Natural selection in action

May 21, 2010 • 3:26 pm

A special Friday kitteh in honor of Venter’s artificial bacterium.  Here we see clearly how natural selection has favored the installation of a loud mew in a kitten in trouble, as well as a response to that call in its mother.  One kitten mews, the other doesn’t.

As my father used to say, “The squeaky wheel gets the grease.”

15 thoughts on “Natural selection in action

  1. It’s a gamble. Mew and you call attention to yourself. If Mom’s around, that’s good. If predators are around, that’s bad.

    1. Yup! This mewing got the attention of his mama and my puppy, LOL!

      Arnie: “mew?… MEW!! KITTEH NOMNOMS NAU!”

  2. An interesting contrast between two products of evolution: a mother cat trying to protect her offspring, and a human(?)person who thinks cruelty to animals is a form of entertainment.

    1. We must be watching different videos. I’m not sure I saw any animal cruelty. (Read the video poster’s description on YouTube if you’re concerned that she intentionally put the kitties on the slide.)

      Unless you’re saying that not fixing your cat is cruelty…

      1. So,(i)you do not think that allowing kittens to put themselves at serious risk of injury is cruel, and (ii)you share the video poster’s view that it is entertaining to watch them risk being injured. The poster has disabled comments on YouTube, presumably because others reacted in the way I did.

    2. Thank you for pretending the slide in question presents a significant risk to the kittens. You’ll fool everyone else who fails to watch the video.

  3. I don’t think the displayed gradient was a perfect analogy though, because the less fit population was on a downward trajectory while the fitter was on an upward.
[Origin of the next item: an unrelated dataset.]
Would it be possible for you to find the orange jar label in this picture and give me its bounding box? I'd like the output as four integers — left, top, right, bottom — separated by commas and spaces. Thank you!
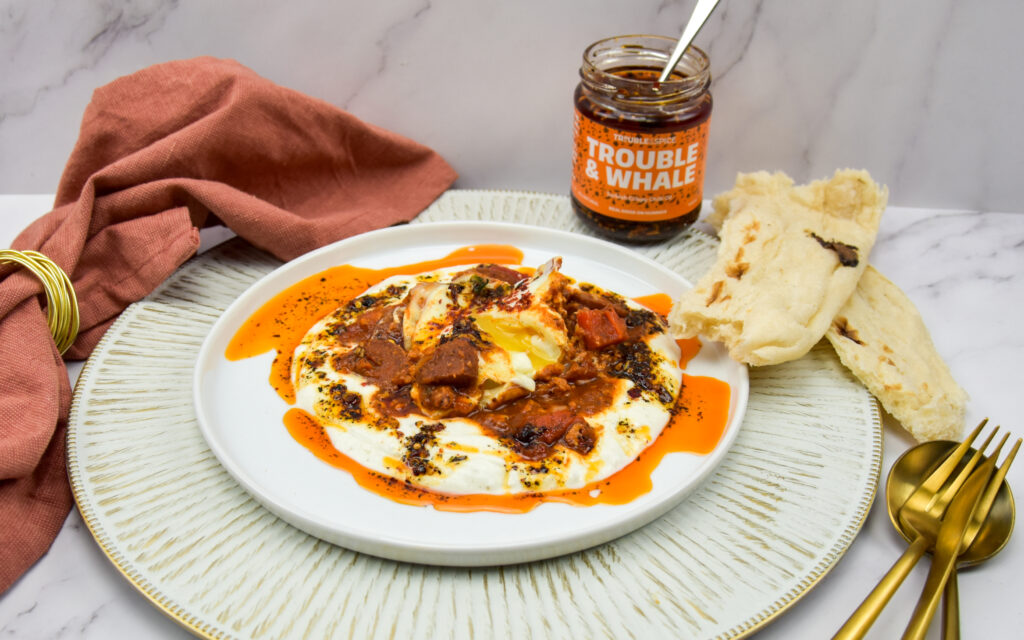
572, 111, 710, 222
That looks like positive and negative selection at the same time.

    Or am I misunderstanding the science here? Mew!

    1. Given all the appalling acts of cruelty that our species has shown itself capable of, I suppose it is not surprising that some of its members think kittens can fall off the bottom of a slide without risk of injury and who are entertained by the sight of them being terrified.

  4. My large neutered male Tobias was sitting on the desk next to the monitor as I started the video playing. Kitten #1’s cries pushed his whiskers forward and his ears up. Both speakers were checked out before he turned away.

  5. I dunno. The quiet, adventurous kitten might be gambling on a higher lifetime fitness here. Stride forth, embrace the world and all its dangers, and prosper beyond the dreams of the stay-at-home scaredy-cat!

  6. There’s no selection taking place here, as neither kitten is in significant danger.
    All we see are the results of prior selection.